Schnell öffnete sie die Türe: "Schön, ich habe aber keinen Bock auf dich! Wenn du jetzt bitte gehen würdest? Dein Charme wirkt bei mir bestimmt nicht. Aber vielleicht versuchst du es bei jemand anderem, du findest schon jemanden den du Kätzchen nennen kannst!"
Noch bevor Celles sich wieder sammeln konnte war Silas so nahe vor ihr das sich ihre Nasenspitze und die der Maske beinahe berührten.
"Weiß Saphira wie schwer es für dich war deinen Vater zu töten? Weiß Ladira wie schlimm seine ewige Zurückweisung für dich war, nur weil du mit dem falschen Geschlecht geboren wurdest? Weiß deine Mutter wie schwer du dir mit ihrer neuen Liebe und dem neuen Kind tust? Wie eifersüchtig du ab und zu bist? Wie schlimm es für dich war, als sie in die Außenwelt ging? Ich weiß es!", hauchte er ihr zu.
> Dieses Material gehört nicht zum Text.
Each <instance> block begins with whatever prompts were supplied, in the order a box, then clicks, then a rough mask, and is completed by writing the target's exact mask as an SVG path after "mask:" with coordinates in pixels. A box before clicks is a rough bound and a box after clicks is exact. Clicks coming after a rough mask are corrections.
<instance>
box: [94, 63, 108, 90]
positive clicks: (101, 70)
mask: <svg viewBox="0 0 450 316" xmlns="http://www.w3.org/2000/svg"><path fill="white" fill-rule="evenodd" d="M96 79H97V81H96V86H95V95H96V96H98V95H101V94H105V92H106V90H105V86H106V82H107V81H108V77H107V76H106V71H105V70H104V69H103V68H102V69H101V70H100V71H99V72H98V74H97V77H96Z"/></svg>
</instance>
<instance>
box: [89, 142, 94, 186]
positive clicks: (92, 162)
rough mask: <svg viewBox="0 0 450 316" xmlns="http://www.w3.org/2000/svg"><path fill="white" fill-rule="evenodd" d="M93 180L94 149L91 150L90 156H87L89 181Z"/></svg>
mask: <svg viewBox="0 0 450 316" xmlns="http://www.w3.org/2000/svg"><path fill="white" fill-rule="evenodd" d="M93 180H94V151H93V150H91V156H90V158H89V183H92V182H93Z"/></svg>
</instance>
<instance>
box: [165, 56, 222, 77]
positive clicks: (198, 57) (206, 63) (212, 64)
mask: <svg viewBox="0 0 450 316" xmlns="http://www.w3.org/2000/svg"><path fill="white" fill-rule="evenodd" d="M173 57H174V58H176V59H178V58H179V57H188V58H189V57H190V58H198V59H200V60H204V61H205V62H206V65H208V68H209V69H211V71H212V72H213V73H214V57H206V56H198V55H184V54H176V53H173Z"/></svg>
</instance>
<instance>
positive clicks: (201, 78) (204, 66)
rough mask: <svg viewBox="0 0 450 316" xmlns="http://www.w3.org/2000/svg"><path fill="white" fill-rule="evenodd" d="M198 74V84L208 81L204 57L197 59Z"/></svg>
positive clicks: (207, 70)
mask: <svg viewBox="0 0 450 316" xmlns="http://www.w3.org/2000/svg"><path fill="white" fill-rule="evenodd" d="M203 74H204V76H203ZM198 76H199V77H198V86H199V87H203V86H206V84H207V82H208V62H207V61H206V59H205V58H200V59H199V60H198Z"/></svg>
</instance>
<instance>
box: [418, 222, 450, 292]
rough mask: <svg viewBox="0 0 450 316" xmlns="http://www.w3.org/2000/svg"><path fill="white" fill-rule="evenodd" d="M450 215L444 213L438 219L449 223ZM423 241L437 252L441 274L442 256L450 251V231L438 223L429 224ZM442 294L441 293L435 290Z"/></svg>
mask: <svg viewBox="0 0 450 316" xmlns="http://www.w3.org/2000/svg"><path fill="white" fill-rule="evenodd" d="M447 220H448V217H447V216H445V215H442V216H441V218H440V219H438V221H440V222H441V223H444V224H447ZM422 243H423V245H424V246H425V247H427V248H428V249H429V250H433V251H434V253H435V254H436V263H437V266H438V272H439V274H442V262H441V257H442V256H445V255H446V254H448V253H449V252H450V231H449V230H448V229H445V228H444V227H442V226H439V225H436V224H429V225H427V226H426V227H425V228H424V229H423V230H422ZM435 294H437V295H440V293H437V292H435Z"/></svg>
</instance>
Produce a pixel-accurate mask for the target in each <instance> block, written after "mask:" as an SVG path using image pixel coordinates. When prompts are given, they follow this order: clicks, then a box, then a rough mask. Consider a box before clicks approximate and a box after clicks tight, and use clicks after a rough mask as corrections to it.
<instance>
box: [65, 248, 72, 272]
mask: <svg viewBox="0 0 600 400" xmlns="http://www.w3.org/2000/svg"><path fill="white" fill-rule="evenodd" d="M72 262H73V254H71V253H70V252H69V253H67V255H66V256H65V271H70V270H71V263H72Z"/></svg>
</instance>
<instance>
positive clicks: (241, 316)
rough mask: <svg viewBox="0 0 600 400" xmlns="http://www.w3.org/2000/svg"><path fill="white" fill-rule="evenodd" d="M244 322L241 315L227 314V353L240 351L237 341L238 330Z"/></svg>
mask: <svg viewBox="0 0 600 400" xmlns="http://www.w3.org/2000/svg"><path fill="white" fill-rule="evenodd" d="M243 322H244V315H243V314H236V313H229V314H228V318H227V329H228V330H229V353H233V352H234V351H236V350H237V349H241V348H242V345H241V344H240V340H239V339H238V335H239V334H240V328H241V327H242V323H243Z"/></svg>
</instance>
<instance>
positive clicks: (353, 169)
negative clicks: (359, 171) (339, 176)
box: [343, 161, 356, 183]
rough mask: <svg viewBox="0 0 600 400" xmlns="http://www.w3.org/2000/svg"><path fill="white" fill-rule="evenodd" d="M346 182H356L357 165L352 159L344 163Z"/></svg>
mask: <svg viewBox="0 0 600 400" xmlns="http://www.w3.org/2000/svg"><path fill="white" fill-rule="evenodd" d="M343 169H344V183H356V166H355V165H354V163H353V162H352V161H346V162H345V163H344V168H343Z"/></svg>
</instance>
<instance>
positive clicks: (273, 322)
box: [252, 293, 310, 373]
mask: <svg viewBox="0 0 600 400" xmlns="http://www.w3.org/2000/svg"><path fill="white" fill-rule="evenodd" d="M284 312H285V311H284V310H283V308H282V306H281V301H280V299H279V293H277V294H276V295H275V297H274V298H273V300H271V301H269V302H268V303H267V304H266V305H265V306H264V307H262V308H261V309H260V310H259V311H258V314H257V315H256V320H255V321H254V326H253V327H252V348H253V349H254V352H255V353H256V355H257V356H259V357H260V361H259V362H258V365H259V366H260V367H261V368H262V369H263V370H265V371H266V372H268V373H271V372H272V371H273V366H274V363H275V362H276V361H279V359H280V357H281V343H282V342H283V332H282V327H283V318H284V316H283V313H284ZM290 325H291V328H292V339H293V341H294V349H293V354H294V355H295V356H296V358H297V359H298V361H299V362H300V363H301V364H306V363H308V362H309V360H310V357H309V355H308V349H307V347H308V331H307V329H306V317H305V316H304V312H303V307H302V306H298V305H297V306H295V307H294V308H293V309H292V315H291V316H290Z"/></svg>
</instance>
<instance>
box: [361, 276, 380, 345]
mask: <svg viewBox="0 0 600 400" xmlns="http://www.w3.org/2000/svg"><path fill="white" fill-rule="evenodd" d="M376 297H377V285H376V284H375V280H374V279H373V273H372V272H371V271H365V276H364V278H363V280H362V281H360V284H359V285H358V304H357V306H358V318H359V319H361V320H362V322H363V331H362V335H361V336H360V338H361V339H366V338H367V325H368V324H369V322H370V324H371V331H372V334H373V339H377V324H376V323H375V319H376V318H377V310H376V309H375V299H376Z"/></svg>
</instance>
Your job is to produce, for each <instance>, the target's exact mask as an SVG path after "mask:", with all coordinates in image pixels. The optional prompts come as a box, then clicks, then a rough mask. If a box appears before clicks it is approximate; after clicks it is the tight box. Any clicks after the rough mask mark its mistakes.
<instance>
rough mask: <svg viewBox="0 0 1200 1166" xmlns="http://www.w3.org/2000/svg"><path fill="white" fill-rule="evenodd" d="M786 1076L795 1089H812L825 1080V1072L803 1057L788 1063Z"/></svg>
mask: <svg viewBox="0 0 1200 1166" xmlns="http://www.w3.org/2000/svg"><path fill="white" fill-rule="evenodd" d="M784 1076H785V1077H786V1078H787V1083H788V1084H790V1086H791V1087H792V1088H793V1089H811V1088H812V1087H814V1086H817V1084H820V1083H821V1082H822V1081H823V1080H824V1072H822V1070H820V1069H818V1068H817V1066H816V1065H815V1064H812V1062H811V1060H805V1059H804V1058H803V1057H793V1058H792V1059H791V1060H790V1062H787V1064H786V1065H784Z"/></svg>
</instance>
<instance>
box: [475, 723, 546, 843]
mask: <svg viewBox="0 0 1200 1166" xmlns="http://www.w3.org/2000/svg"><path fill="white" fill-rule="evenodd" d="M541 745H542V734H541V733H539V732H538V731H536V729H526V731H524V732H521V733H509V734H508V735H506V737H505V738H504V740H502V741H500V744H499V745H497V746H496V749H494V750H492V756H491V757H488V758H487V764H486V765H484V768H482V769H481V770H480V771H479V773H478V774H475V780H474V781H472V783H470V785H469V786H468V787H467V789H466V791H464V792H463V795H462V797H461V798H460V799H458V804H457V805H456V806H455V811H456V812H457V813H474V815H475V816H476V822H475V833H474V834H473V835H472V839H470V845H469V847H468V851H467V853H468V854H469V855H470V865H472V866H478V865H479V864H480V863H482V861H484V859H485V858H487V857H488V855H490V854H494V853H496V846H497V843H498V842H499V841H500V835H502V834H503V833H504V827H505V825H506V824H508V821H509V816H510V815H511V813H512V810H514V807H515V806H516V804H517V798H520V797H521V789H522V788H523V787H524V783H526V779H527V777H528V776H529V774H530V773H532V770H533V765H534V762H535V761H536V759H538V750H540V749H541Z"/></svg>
Celles musste sich beherrschen nicht wieder zu weinen, woher konnte er nur all ihre Geheimnisse kennen? Wer hatte sie verraten, wenn nicht einmal Saphira davon wusste.
"Wenn du noch einmal so in meine Privatsphäre eindringst, dann finde ich einen Weg dich zu töten!", zischte sie wütend.
Silas lachte nur: "Du mit all deinen inneren Dämonen wirst mich noch anflehen in deine Privatsphäre einzudringen. Du brauchst mich!“
„Nein, es wirkt anders, mein Freund! Du brauchst mich aus irgendeinem Grund! Aber das kannst du dir abschminken! Mit mir spielst du nicht mehr!“, Celles rammte ihn mit der Schulter beiseite und stürmte aus der Kammer.
Es war an der Zeit mit ihrer Mutter zu sprechen, über ihren Verdacht.
"Celles?", Church und Saphira musterten sie verunsichert, als sie an ihnen vorbei lief.
"Macht ohne mich weiter!", rief Celles und versuchte normal zu klingen, "Und bringt Loki, Silas oder wie auch immer er heißt endlich um."